An obvious question for any Catholic English teacher, therefore, is which side of Dickens won out: the 19th Century Protestant who had "no sympathy with the Romish Church" or the sympathetic friend who was perfectly capable of seeing Catholics as people like any others? I'll come back to Barnaby Rudge in a later post but for now I'd like to look at what G.K. Chesterton had to say on the matter.
In one of his books, he commented that, "When [Dickens] found a thing in Europe which he did not understand, such as the Roman Catholic Church, he simply called it an old-world superstition, and sat looking at it like a moonlit ruin."

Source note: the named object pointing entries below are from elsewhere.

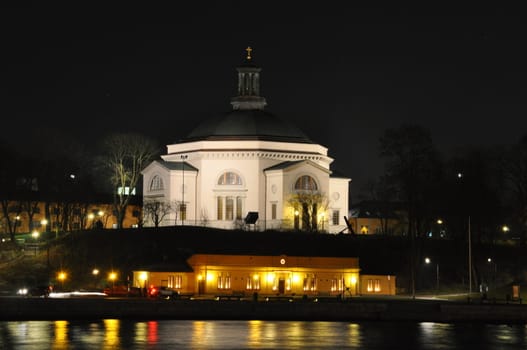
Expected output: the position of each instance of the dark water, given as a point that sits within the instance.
(167, 334)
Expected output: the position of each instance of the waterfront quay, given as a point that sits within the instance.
(355, 309)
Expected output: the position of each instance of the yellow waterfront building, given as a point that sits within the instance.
(215, 274)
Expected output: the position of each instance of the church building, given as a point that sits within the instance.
(247, 169)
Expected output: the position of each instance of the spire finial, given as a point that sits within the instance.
(249, 50)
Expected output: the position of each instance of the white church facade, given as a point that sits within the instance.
(247, 169)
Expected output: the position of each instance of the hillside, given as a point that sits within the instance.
(126, 250)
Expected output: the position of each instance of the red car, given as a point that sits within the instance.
(161, 292)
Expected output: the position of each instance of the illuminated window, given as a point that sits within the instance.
(239, 207)
(335, 217)
(178, 281)
(224, 281)
(310, 282)
(253, 282)
(337, 285)
(220, 208)
(374, 285)
(156, 184)
(183, 211)
(306, 183)
(230, 178)
(229, 208)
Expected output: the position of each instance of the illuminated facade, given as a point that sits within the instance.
(211, 274)
(246, 161)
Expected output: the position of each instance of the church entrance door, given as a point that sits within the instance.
(281, 286)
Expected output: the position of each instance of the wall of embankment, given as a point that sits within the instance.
(352, 310)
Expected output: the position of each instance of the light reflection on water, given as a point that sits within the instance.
(174, 334)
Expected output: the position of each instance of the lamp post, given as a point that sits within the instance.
(112, 276)
(428, 261)
(460, 176)
(44, 225)
(494, 268)
(95, 273)
(469, 260)
(183, 207)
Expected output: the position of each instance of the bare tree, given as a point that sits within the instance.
(310, 203)
(124, 156)
(156, 210)
(514, 167)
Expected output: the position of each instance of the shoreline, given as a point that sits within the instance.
(350, 310)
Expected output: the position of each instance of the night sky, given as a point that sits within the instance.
(342, 74)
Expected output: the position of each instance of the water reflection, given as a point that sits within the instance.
(115, 334)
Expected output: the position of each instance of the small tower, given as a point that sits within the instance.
(248, 85)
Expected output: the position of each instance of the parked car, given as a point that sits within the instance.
(38, 291)
(122, 291)
(161, 292)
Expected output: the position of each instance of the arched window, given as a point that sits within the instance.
(306, 183)
(156, 183)
(229, 178)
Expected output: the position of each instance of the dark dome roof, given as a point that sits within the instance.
(247, 124)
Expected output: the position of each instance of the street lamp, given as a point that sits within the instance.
(428, 261)
(183, 208)
(495, 270)
(61, 277)
(112, 277)
(95, 273)
(44, 223)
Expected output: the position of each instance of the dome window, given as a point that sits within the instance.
(306, 183)
(230, 178)
(156, 184)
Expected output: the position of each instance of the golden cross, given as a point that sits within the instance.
(249, 50)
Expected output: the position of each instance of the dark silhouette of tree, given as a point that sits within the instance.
(309, 203)
(123, 157)
(156, 210)
(412, 169)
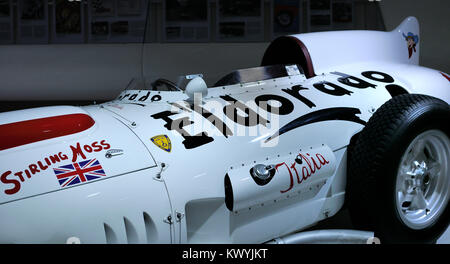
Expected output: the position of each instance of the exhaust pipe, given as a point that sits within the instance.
(332, 236)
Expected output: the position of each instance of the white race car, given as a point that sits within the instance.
(267, 152)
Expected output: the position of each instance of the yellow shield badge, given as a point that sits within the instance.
(163, 142)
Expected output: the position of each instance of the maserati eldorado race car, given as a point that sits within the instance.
(264, 153)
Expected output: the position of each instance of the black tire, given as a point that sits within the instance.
(373, 162)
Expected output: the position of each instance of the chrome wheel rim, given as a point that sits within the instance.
(423, 180)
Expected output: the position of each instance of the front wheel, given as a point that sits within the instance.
(399, 171)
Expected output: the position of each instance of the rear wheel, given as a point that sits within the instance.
(399, 171)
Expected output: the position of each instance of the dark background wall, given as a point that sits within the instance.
(54, 73)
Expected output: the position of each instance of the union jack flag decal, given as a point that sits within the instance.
(79, 172)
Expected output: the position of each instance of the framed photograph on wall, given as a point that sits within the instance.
(117, 21)
(32, 16)
(342, 14)
(286, 17)
(186, 21)
(6, 23)
(240, 20)
(319, 15)
(68, 26)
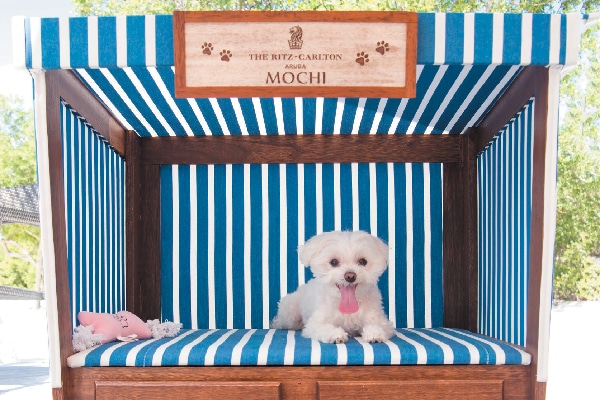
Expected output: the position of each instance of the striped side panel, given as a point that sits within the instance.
(225, 347)
(230, 235)
(134, 41)
(94, 177)
(504, 190)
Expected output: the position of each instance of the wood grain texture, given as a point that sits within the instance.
(78, 96)
(275, 149)
(409, 390)
(368, 78)
(188, 390)
(302, 383)
(143, 233)
(460, 238)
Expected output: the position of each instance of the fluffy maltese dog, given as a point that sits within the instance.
(343, 298)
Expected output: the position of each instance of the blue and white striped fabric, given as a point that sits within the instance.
(505, 174)
(451, 99)
(147, 41)
(227, 347)
(230, 234)
(94, 177)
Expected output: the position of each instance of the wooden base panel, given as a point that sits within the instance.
(301, 383)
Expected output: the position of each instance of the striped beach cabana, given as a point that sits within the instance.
(190, 209)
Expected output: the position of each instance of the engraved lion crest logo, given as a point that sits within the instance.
(296, 37)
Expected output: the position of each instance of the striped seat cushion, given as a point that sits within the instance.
(226, 347)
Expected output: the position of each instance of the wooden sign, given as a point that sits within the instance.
(295, 54)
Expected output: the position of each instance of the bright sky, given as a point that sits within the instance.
(12, 80)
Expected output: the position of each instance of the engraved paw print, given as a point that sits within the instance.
(382, 47)
(207, 48)
(225, 55)
(362, 58)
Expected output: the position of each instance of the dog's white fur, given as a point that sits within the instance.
(315, 306)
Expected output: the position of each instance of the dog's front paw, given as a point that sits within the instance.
(373, 333)
(340, 336)
(326, 333)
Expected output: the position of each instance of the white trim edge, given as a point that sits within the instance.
(46, 229)
(550, 183)
(18, 41)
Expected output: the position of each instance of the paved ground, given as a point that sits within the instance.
(573, 375)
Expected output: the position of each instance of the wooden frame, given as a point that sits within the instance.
(383, 89)
(143, 266)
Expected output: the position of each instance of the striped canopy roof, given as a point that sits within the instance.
(464, 63)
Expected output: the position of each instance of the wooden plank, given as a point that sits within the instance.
(188, 390)
(410, 390)
(266, 54)
(300, 382)
(143, 236)
(460, 238)
(275, 149)
(540, 130)
(79, 97)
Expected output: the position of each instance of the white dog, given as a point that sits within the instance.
(343, 298)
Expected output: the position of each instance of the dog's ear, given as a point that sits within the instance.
(382, 248)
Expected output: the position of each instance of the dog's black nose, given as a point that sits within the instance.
(350, 277)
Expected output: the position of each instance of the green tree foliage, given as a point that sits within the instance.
(577, 242)
(576, 270)
(19, 243)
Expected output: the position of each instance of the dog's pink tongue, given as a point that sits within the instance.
(348, 303)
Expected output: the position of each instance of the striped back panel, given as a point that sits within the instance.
(94, 177)
(505, 173)
(230, 235)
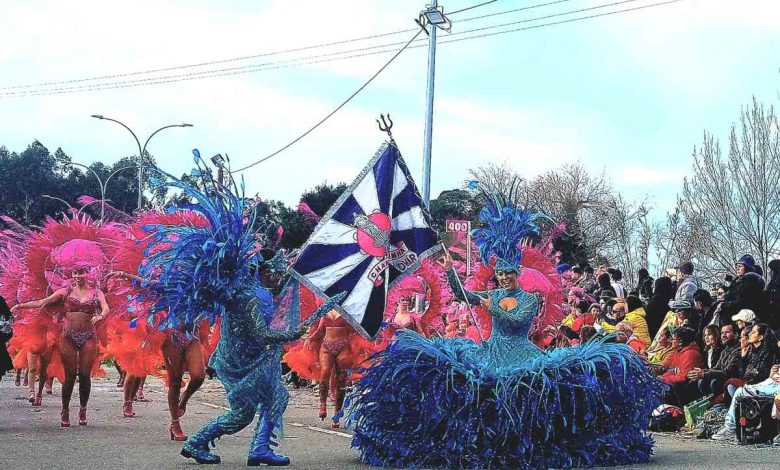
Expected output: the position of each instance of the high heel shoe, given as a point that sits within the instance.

More damningly still, in his introduction to Barnaby Rudge he argued that, "Undoubtedly [Dickens] knew no history; and he may or may not have been conscious of the fact. But the consciousness did not prevent him from writing a History of England. Nor did it prevent him from interlarding all or any of his works with tales of the pictorial past, such as the tale of the broken swords in Master Humphrey's Clock, or the indefensibly delightful nightmare of the lady in the stage-coach, which helps to soften the amiable end of Pickwick. Neither, worst of all, did it prevent him from dogmatising anywhere and everywhere about the past, of which he knew nothing; it did not prevent him from telling the bells to tell Trotty Veck that the Middle Ages were a failure, nor from solemnly declaring that the best thing that the mediæval monks ever did was to create the mean and snobbish quietude of a modern cathedral city. No, it was not historical reverence that held him back from dealing with the remote past; but rather something much better -- a living interest in the living century in which he was born. He would have thought himself quite intellectually capable of writing a novel about the Council of Trent or the First Crusade. He would have thought himself quite equal to analysing the psychology of Abelard or giving a bright, satiric sketch of St. Augustine. It must frankly be confessed that it was not a sense of his own unworthiness that held him back; I fear it was rather a sense of St. Augustine's unworthiness."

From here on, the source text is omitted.